6.2. Quanto alla dedotta violazione dell’art. 33, comma 2, del d.P.R. n. 380 del 2001, ritiene il Collegio che anch’essa risulta infondata e va respinta (sicché non rileva verificare se essa risulta inammissibile, in ragione delle censure formulate in primo grado), poiché:
– quando risulta la realizzazione di abusi edilizi, il Comune «deve senza indugio emanare l’ordine di demolizione per il solo fatto di aver riscontrato opere abusive» (cfr. Consiglio Stato, Sez. VI, 30 marzo 2017, n. 1486; Sez. VI, 6 marzo 2017, n. 1060 e n. 1058; Sez. V, 11 luglio 2014, n. 3568; Sez.

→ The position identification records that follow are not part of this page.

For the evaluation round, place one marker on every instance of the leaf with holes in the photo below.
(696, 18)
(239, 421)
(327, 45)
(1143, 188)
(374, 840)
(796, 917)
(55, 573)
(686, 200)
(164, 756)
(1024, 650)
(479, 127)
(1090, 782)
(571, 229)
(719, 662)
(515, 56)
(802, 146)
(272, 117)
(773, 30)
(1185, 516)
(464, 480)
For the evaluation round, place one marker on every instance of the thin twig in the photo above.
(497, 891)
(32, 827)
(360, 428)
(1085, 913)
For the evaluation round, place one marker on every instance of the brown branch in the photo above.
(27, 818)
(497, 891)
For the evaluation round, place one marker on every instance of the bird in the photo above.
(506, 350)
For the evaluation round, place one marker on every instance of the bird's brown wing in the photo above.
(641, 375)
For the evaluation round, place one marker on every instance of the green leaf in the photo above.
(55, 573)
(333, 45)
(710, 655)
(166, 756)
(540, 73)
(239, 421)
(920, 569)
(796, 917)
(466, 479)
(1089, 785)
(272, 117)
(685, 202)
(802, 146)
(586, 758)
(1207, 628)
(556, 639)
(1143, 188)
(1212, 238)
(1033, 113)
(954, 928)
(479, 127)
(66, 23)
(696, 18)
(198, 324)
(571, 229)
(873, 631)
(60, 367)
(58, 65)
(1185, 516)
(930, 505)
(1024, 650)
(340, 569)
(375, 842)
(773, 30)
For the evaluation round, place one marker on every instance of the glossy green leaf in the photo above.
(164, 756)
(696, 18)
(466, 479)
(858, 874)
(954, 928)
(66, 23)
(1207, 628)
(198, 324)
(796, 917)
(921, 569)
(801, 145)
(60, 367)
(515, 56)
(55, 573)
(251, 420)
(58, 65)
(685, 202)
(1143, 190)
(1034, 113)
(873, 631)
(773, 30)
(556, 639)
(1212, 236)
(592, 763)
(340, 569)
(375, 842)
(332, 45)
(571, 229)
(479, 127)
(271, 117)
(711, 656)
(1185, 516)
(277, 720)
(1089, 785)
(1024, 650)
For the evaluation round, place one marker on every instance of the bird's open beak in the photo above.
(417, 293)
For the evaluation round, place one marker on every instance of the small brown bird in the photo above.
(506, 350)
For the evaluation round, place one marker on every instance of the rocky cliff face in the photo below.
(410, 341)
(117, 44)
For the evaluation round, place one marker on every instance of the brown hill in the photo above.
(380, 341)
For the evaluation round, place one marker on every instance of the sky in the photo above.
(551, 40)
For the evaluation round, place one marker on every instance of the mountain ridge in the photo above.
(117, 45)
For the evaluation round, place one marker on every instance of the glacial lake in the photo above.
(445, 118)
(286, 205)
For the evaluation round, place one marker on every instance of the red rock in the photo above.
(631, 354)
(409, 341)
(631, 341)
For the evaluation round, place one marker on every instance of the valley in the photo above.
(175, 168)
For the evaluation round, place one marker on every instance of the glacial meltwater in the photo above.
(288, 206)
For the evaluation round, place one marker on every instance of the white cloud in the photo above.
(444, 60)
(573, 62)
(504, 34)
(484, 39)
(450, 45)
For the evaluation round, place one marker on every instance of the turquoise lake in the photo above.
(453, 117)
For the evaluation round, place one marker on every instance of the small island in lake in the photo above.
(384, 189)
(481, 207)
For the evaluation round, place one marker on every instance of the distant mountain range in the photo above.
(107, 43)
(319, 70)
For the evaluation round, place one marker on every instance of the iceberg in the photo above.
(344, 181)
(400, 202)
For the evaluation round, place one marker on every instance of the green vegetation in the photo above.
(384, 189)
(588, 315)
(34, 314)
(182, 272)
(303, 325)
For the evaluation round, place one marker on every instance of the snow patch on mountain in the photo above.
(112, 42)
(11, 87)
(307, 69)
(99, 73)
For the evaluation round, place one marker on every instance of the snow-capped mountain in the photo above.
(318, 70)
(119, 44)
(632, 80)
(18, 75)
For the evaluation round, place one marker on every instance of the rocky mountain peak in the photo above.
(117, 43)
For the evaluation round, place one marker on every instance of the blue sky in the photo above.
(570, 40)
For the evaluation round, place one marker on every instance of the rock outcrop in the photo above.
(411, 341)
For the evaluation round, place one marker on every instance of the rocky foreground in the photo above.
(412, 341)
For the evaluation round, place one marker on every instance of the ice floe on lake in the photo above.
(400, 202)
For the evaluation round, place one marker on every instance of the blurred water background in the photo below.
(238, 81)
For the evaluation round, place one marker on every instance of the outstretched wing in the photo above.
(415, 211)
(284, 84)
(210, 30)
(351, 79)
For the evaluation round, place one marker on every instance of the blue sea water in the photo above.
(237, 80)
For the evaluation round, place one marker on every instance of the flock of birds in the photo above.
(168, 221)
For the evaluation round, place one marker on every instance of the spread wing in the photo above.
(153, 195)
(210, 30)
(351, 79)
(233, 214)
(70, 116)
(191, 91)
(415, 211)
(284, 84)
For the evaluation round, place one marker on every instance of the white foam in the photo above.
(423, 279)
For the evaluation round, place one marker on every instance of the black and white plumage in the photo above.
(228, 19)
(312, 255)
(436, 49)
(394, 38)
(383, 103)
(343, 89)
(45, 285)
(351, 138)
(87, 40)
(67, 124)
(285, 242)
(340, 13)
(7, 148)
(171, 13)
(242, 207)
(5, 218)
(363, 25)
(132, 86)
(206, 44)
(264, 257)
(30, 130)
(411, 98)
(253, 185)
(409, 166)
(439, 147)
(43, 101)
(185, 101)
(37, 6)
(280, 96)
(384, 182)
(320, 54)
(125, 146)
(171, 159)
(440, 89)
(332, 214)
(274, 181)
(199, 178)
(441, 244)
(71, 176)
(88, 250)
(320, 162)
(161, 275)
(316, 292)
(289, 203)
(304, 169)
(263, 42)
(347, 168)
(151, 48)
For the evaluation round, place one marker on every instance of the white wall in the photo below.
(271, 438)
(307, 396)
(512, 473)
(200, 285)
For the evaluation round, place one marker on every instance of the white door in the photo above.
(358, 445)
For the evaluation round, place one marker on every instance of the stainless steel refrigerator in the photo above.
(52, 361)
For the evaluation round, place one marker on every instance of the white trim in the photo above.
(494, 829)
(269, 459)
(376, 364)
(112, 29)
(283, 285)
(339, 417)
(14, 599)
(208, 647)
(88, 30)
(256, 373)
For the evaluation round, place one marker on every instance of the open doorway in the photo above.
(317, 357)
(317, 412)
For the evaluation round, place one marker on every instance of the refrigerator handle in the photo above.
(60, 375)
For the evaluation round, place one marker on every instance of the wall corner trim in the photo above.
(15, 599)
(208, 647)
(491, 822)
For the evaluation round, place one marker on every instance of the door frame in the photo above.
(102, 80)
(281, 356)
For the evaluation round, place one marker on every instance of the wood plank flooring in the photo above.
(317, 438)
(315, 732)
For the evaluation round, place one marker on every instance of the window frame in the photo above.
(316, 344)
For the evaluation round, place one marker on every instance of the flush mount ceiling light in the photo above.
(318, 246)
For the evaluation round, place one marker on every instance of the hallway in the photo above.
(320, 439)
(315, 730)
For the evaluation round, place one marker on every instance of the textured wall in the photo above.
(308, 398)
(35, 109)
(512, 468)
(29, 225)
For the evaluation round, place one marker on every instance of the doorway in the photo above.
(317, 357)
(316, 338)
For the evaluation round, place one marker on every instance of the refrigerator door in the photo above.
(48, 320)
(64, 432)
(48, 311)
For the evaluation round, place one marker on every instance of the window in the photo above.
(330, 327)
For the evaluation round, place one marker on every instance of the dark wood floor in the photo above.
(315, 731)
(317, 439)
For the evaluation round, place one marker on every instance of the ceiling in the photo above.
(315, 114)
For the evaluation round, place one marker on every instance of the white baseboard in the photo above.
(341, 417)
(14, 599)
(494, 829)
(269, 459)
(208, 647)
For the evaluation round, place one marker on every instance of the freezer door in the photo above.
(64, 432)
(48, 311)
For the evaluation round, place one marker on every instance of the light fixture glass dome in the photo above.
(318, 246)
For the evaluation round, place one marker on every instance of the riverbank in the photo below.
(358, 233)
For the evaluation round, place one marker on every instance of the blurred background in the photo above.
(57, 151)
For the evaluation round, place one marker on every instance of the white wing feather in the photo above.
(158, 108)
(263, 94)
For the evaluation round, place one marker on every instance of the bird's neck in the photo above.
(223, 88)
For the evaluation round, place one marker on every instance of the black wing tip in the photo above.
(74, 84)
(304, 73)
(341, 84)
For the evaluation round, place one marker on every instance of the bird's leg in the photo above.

IV, 31 agosto 2010, n. 3955) e cioè deve immediatamente emanare il provvedimento che ripristini la legalità;
– tale principio si fonda sul dato testuale dell’art. 31, comma 2, del testo unico n. 380 del 2001, per il quale «il dirigente o il responsabile del competente ufficio comunale, accertata l’esecuzione di interventi in assenza di permesso, in totale difformità dal medesimo, ovvero con variazioni essenziali, determinate ai sensi dell’articolo 32, ingiunge al proprietario e al responsabile dell’abuso la rimozione o la demolizione»;
– le questioni inerenti alla sussistenza dei presupposti di applicabilità dell’art. 33, comma 2, del medesimo testo unico (per il quale, «qualora, sulla base di motivato accertamento dell’ufficio tecnico comunale, il ripristino dello stato dei luoghi non sia possibile, il dirigente o il responsabile dell’ufficio irroga una sanzione pecunaria pari al doppio dell’aumento di valore dell’immobile») riguardano una fase procedimentale successiva ed eventuale, dal momento che il destinatario dell’ordine di demolizione può preferire – entro il termine di novanta giorni, decorso il quale si verifica il prospettato acquisto del bene da parte dell’Amministrazione comunale – di adeguare la situazione di fatto a quella di diritto e di non pagare la somma corrispondente al doppio dell’aumento di valore dell’immobile;
– in altri termini, per l’applicabilità del medesimo art. 33, comma 2, occorre la sussistenza di alcuni presupposti, tra cui proprio la previa emanazione dell’ordine di demolizione, l’istanza tempestiva del destinatario dell’ordine ed un «motivato accertamento dell’ufficio tecnico comunale» sulla impossibilità materiale di ripristinare lo stato dei luoghi, configurabile soltanto quando «la demolizione, per le sue conseguenze materiali, inciderebbe sulla stabilità dell’edificio nel suo complesso» legittimamente realizzato (cfr. ex plurimis Consiglio di Stato, Sez. VI, 30 marzo 2017, n. 1484; Sez. VI, 9 aprile 2013, n. 1912), il che non avviene – in linea di principio – quando si tratta di eliminare opere realizzate in aggiunta a un manufatto preesistente.
7. Per le ragioni che precedono, l’appello va respinto.